Belmont arrived at Duarte's house armed with crystals, candles and rose water. Duarte took her from room to room. Then Belmont told Duarte to go outside and wait -- standard operating procedure because the person who lives in the home might become frightened.

"Spirits gain strength from fear," Belmont said.

Once alone, she walked through each room, counterclockwise, burning sage.

"It's a modern, everyday house, and that day was sunny," she said of the house that is, at most, a few decades old.

"Yet it felt dark, like something was there that shouldn't be."

Belmont emerged about 40 minutes later. Then, she and Duarte sprinkled rose water in the backyard and said a prayer, asking for "whatever it was that was there" to leave.

Belmont calls what she does "spiritual home staging."

Her flier reads: "Don't live in somebody else's past."

Her fee -- for everything from basic "energy cleansing and balancing" to "communication with the unseen, and evacuation or dismissal of unwanted energies or other phenomena" -- is $200 an hour.

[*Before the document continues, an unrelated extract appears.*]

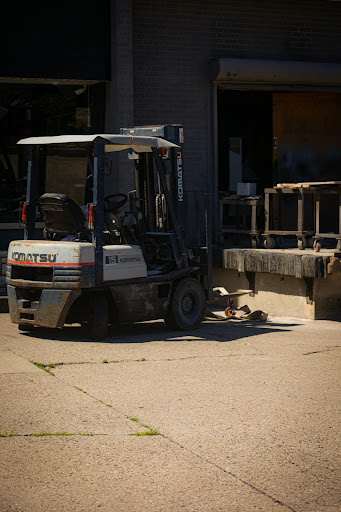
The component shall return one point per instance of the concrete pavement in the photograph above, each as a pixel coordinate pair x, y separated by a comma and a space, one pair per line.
247, 417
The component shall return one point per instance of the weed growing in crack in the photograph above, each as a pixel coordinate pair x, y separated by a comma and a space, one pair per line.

Never mind that some people might consider her a kook -- or, even worse, a fake.

"There're always skeptics."
A positive outcome

Duarte isn't one of the skeptics. Still, she worries that people who read about her decision to hire Belmont might think she's "a fruitcake."

"Some people just don't believe in this sort of thing," Duarte said. "And that's fine. But unless you've experienced it . . ." Her voice trailed off.

The bottom line: "I would wake up at night screaming, open my eyes, and see people standing next to me. It felt like I was hallucinating. I hated being alone in that house. It just felt creepy.

"And everyone who would visit would say the same thing."

After Belmont left, Duarte said, her house felt lighter. The cold, dark feeling was gone. And within a month, she had a buyer.

Today, Duarte and her children live only a few blocks from their former home. Her daughter still plays with their former next-door neighbor's child, so they pass by the old house frequently.

"And it looks like a different house," Duarte said. "I don't know how to explain it. Physically, nothing's changed.

"There are things out there you just can't put your finger on. I don't know. Do you believe it?"